Freitag, 6. November 2009

...bitte gib' mir nur ein Wort!

Der deutschen Sprache wird gemeinhin nachgesagt, dass sie schwierig sei. Einmal abgesehen von der Grammatik ist sie das, aufgrund der mannigfaltigen Interpretationsmöglichkeiten, tatsächlich. Wie sollte also in diesem Zusammenhang die Schlagzeile „…Hund biss ohne Vorwarnung zu“ zu deuten sein? Muss der mutmaßliche Kampfhund sein ignorantes Gegenüber kurz vorher mit der Pfote anstupsen, bevor er ihm herzhaft den Unterarm zerfetzt?
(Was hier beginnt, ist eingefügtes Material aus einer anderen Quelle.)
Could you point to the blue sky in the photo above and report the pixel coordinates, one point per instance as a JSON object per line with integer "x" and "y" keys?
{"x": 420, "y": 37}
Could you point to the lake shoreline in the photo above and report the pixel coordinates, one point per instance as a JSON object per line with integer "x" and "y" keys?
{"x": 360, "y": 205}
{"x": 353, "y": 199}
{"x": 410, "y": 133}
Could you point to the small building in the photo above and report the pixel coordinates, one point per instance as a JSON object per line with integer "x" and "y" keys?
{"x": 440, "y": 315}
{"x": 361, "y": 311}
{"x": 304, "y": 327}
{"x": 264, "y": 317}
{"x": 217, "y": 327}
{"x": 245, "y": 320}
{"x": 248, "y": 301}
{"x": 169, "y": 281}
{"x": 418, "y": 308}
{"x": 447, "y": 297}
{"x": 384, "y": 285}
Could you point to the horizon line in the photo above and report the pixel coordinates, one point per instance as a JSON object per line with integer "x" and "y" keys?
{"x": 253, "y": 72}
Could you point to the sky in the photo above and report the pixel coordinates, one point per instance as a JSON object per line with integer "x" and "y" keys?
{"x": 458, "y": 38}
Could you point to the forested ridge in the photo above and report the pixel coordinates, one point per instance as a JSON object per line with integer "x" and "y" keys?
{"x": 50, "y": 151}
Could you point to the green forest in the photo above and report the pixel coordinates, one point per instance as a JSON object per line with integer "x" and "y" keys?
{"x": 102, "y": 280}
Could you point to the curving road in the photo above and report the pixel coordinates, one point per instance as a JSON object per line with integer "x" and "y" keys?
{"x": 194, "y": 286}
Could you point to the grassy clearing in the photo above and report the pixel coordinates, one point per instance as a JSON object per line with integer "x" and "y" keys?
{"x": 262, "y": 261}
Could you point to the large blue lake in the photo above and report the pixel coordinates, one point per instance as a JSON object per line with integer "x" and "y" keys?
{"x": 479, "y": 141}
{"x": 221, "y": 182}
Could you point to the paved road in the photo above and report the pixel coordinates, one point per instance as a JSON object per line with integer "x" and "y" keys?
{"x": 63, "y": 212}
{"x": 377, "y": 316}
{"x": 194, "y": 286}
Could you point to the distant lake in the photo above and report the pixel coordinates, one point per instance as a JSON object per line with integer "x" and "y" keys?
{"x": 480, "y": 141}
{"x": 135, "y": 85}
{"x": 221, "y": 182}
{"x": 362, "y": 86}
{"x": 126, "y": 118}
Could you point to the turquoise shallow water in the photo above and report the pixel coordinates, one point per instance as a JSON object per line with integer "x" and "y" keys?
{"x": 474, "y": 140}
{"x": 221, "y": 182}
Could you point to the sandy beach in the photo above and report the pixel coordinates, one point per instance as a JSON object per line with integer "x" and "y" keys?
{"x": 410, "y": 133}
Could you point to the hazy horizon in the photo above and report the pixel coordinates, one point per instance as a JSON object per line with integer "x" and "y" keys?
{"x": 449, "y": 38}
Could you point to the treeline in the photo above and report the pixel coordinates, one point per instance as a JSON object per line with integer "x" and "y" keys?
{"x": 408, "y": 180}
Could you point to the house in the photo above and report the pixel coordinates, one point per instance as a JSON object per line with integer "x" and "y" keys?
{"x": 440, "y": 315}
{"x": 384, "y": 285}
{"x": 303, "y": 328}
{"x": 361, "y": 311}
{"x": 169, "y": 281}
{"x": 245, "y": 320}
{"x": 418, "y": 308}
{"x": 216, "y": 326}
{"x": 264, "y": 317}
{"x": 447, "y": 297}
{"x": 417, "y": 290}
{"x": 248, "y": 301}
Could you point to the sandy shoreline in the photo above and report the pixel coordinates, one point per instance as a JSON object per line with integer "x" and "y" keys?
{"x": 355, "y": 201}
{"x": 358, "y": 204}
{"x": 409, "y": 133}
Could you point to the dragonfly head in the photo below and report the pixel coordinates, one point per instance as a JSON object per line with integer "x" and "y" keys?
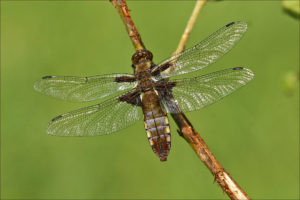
{"x": 141, "y": 56}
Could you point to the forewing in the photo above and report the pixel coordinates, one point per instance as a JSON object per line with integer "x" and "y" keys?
{"x": 81, "y": 89}
{"x": 104, "y": 118}
{"x": 204, "y": 53}
{"x": 196, "y": 93}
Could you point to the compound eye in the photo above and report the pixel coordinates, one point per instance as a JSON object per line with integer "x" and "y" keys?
{"x": 141, "y": 54}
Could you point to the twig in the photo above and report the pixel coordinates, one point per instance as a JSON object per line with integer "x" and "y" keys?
{"x": 187, "y": 131}
{"x": 123, "y": 10}
{"x": 189, "y": 27}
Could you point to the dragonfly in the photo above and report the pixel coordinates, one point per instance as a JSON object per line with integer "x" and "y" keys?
{"x": 152, "y": 89}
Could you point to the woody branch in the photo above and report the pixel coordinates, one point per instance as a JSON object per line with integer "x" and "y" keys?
{"x": 186, "y": 130}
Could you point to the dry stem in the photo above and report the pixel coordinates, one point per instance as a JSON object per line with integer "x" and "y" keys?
{"x": 187, "y": 131}
{"x": 189, "y": 27}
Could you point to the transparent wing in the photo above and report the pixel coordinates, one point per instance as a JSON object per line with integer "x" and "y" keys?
{"x": 81, "y": 89}
{"x": 196, "y": 93}
{"x": 104, "y": 118}
{"x": 204, "y": 53}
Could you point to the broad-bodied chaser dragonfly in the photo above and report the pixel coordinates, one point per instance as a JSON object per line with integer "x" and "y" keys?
{"x": 149, "y": 88}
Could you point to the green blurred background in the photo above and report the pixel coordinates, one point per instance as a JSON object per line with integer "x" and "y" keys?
{"x": 253, "y": 132}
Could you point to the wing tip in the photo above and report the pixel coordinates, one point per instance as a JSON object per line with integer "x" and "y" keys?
{"x": 243, "y": 25}
{"x": 249, "y": 72}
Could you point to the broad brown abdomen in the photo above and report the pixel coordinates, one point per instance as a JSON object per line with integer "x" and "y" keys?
{"x": 156, "y": 125}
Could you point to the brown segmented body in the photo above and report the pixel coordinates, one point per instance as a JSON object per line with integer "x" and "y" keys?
{"x": 156, "y": 125}
{"x": 155, "y": 118}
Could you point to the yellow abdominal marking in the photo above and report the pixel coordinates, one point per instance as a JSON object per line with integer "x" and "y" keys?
{"x": 149, "y": 134}
{"x": 166, "y": 120}
{"x": 167, "y": 129}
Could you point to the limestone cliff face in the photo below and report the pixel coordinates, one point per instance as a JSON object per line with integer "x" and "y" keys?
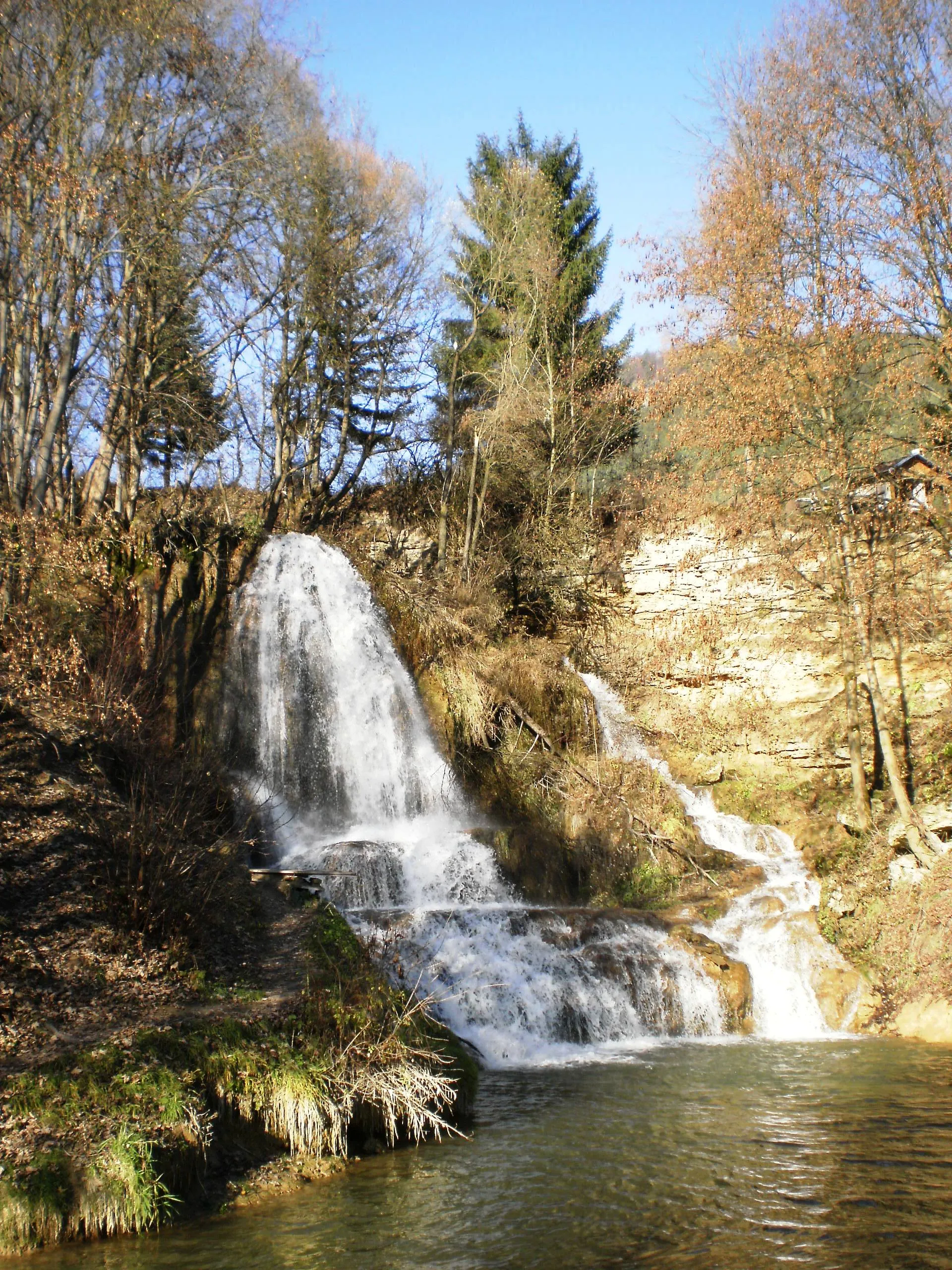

Oder mit einem freundlichen Knurren die darauf folgende Beißattacke ankündigen?

Zum besseren Verständnis des jeweiligen Gegenübers, das die eigene Sprache nicht spricht, kann man Ratgeber und Wörterbücher jeglicher Couleur käuflich erwerben – möglich, dass sich das noch nicht herumgesprochen hat, weil das gesprochene Wort nicht immer richtig in der entsprechenden Hirnwindung ankommt.
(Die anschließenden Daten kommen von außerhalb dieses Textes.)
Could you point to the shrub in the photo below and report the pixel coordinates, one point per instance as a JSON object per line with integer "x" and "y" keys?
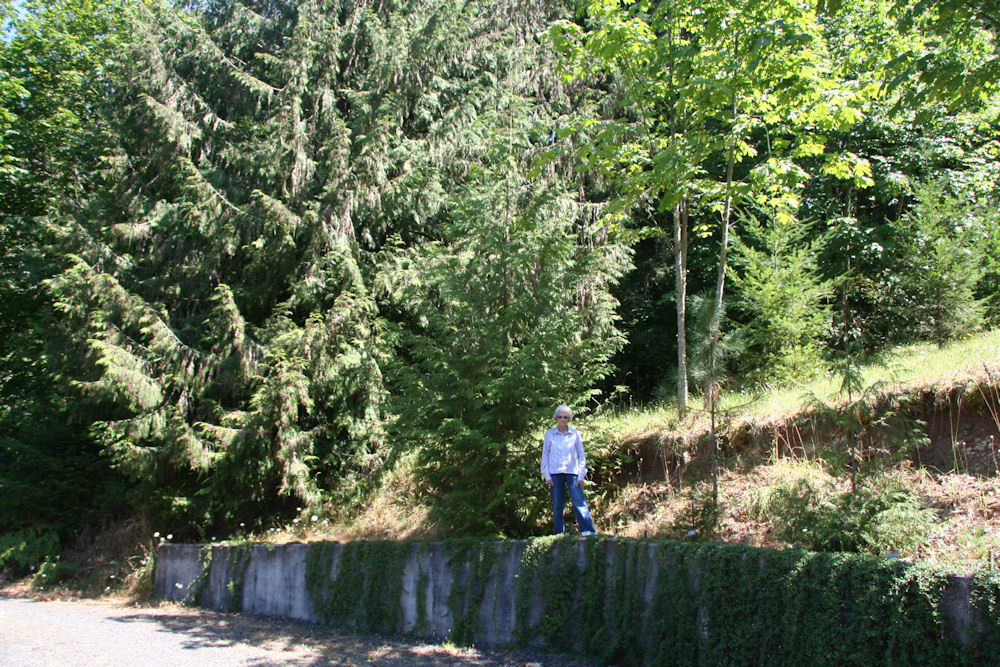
{"x": 23, "y": 550}
{"x": 811, "y": 510}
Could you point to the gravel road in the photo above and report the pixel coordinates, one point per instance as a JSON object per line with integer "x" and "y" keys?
{"x": 37, "y": 632}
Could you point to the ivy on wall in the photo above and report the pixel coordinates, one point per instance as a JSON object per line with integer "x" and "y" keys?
{"x": 659, "y": 603}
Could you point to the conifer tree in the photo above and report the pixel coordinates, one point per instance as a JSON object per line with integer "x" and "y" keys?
{"x": 511, "y": 315}
{"x": 223, "y": 290}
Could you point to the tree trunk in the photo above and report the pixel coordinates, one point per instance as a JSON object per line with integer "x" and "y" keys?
{"x": 680, "y": 269}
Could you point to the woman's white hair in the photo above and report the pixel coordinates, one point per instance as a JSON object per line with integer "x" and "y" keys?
{"x": 563, "y": 408}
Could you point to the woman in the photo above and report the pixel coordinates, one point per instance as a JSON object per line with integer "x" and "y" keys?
{"x": 564, "y": 465}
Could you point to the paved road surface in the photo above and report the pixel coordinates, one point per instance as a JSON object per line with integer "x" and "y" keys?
{"x": 37, "y": 633}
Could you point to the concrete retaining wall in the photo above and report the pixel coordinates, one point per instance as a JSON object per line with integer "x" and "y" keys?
{"x": 439, "y": 591}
Lediglich bei der Auswahl des „Wörterbuches“ sollte man sich etwas Zeit nehmen, um die Spreu vom Weizen zu trennen. Denn wer glaubt, mit dem Erwerb eines Exemplars von „Frau-Deutsch/Deutsch-Frau“ o.ä. auf der sicheren Seite zu sein, wird in den meisten Fällen, in denen er seine Sprachkenntnisse testen möchte, herb enttäuscht, denn es gibt bestenfalls einen minimalen, bei weitem nicht allgemeingültigen, Grundwortschatz her. Wer sich ein wenig mit Fremdsprachen befasst, dem wird nicht entgangen sein, dass es sowohl verschiedene Dialekte in ein und demselben Land gibt, als auch die Bedeutung eines einzigen Wortes ein gravierendes Nord-Süd-Gefälle aufweisen kann.

Da scheint es fast sinnvoller auf einen tierischen Ratgeber zurückzugreifen: „Achten Sie bei ihrem Liebling darauf, ob er die Ohren anlegt oder den Kopf wegdreht. Sollte dies der Fall sein, nähern Sie sich ihm nicht mit einer dominanten Geste.“ Klare Ansage mit wertvoller, weil richtiger Aussage. Beobachten Sie also ihre Herzallerliebste genau: sollte sie die Ohren anlegen und den Kopf…na ja, jetzt wissen Sie Bescheid. Sonst ist die Beißattacke vorprogrammiert. Manchmal haben Frauen übrigens nicht nur ein kleines bisschen Haue gern, sondern auch klare verbale Ansagen – das würde diverse Blutschlachten überflüssig machen – ganz ohne Wörterbuch.

Anhand dieser Körpersprache ist es für die rhetorisch unmotivierte bzw. unfähige, männliche Fraktion nun auch möglich, die Partnerin beim Sex leichter zu verstehen. Wenn sie also den Kopf wegdreht und dabei stöhnt heißt das nicht „Ja, mach’ weiter so!“, sondern „Mein Gott, lernt der denn nie dazu?“ Sollten sie darüber hinaus auch noch ein mögliches Knurren vernehmen, ziehen sie sich sinnvollerweise sofort zurück, es sei denn, sie legen es darauf an, die Dame ihrer Begierde zu einem vorgetäuschten Orgasmus zu verleiten.

Weiblichen Singles ist jedoch dringend davon abzuraten, an der eigenen Schlafzimmertüre ein Schild mit der Aufschrift „cave canem“ anzubringen! Auch nicht, wenn das Schild noch so dekorativ aussehen und farblich exakt zur Wandfarbe des Flures passen sollte!

Was man als Frau von einem männlichen Gegenüber zu halten hat, das ein T-Shirt mit der Aufschrift „Der tut nix, der will nur spielen“ trägt und keinen Vierbeiner an seiner Seite führt, kann nur im Einzelfall und nach ausreichender Beurteilung der Sachlage entschieden werden. Allerdings kann hier auch die Beobachtungsgabe weiterhelfen – zeitgleiches Schwanzwedeln könnte als Sympathie gewertet werden.

Angesichts empirischer, männlicher Verbalausfälle möchte frau ab und an ganz gerne lautstark in das Credo Judith Holofernes einstimmen: „…wenn Du schon auf den Mund fallen musst, warum dann nicht auf meinen – oh, bitte gib’ mir nur ein Wort…!“

Muss ja nicht gerade „ficken?“ sein.